The Third Circuit Court of Appeals has adopted a broad interpretation of "insider" status for purposes of avoidance claims under the Bankruptcy Code. It recently ruled that Lucent Technologies, a creditor, vendor-supplier, and strategic partner of bankrupt Winstar Communications, must return to Winstar's bankruptcy trustee approximately $188.2 million in loan payments it received from Winstar within the year before Winstar's bankruptcy filing. The Third Circuit's decision, issued on February 3, 2009 in In re Winstar Communications, Inc., No. 07-2569, hinged on its determination that Lucent was an "insider" of Winstar under bankruptcy law. As a result, debtor Winstar's payments constituted a preference under the Bankruptcy Code and were required to be returned to Winstar's trustee. The case is significant because it expands upon the definition of an "insider" under bankruptcy law for purposes of extending the time for recovery of preferential payments, and finds that a creditor with a "close relationship" to a debtor may be an insider of another debtor-company by overstepping or abusing its business relationship with the debtor.

Under federal bankruptcy law, a trustee may recover preferential payments made by the debtor within 90 days of the filing of its bankruptcy petition.
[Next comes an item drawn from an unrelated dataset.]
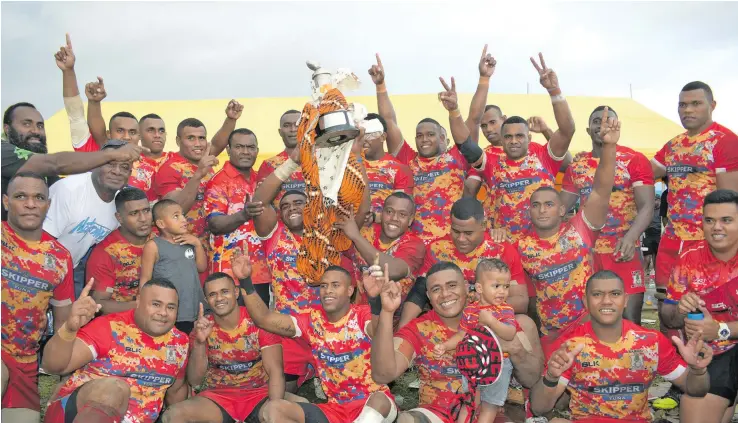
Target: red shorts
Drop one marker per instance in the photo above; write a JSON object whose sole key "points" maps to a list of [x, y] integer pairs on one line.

However, section 547(b) of the Bankruptcy Code extends this reachback period and permits a trustee to recover transfers made within one year of bankruptcy if the creditor meets the Code's definition of an "insider." Under section 101(31)(B) of the Code, if the debtor is a corporation, the term insider "includes": a director, officer, and "person in control" of the debtor; a partnership in which the debtor is a general partner; a general partner of the debtor; and a relative of a general partner, director, officer, or person in control of the debtor. Because of the Code's use of the word "includes" when setting forth the persons or entities that may be deemed insiders, courts may expand the definition of an "insider" beyond the specific categories listed in the Code and deem others "non-statutory" insiders.
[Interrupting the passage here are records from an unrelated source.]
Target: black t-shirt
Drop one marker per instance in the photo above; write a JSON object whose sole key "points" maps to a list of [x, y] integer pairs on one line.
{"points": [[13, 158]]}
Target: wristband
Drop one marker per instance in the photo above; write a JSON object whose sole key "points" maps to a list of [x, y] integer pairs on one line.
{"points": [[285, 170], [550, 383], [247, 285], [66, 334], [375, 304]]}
In Winstar, the $188.2 million in payments by Winstar to Lucent were made outside of the 90-day preference period but within one year of the bankruptcy filing. To recover these payments, Winstar's trustee argued that Lucent was an "insider" of Winstar as either a "person in control" or a "non-statutory" insider. In considering the issue, the Third Circuit held that although actual control, or its "close equivalent," was necessary for a person or entity to be deemed an insider as a "person in control" of the debtor under section 101(31)(B) of the Code, a finding of such control is not required for an entity to be deemed a non-statutory insider. Rather, in determining whether an entity is a non-statutory insider, the Third Circuit explained that "the question 'is whether there is a close relationship [between debtor and creditor] and . . . anything other than closeness to suggest that any transactions were not conducted at arm's length.'" To answer this question, courts must undertake a fact-specific inquiry and review the creditor-debtor relationship at issue.
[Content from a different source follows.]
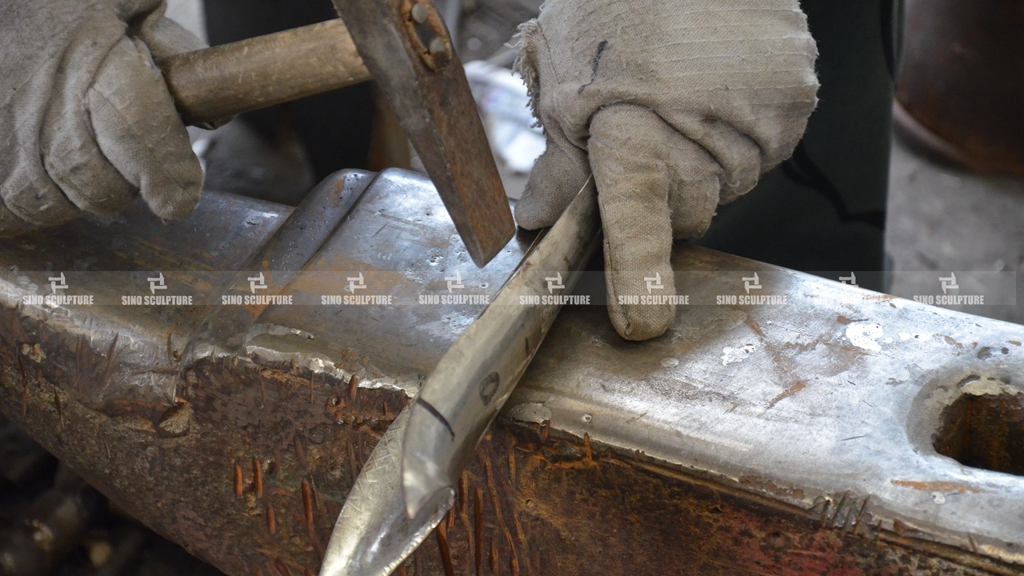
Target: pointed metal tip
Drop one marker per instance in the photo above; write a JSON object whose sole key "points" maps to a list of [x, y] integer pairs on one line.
{"points": [[373, 535], [424, 485]]}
After reviewing the Bankruptcy Court's factual findings, the Third Circuit concluded Lucent was an insider of Winstar because of its "ability to coerce Winstar into transactions not in Winstar's interest." For example, the Court found that Lucent imposed demands on Winstar such as the purchase of unneeded goods from Lucent for the purpose of inflating Lucent's revenue, treated Winstar as a captive purchaser, exercised control over certain Winstar decisions related to the buildout of its network, exerted influence over Winstar employees in connection with transactions that benefitted Lucent, and manipulated the timing of a refinancing notice. The Third Circuit rejected Lucent's claim that it was simply attempting to drive a hard bargain and exercise its contractual rights. Rather, the Court viewed the various transactions at issue as being one-sided, and found they were not arms-length dealings in the normal course of business by parties with independent interests.

The Winstar decision may motivate trustees and debtors to delve deeper into creditor-debtor relationships and dealings in order to discover and prove facts that show more than an ordinary, arm's length business relationship for the purpose of extending the preference period by establishing non-statutory insider status. Although not every "close relationship" between a creditor and debtor will give rise to a finding of insider status, creditors' dealings with debtors will likely be subject to increased scrutiny in future bankruptcy proceedings.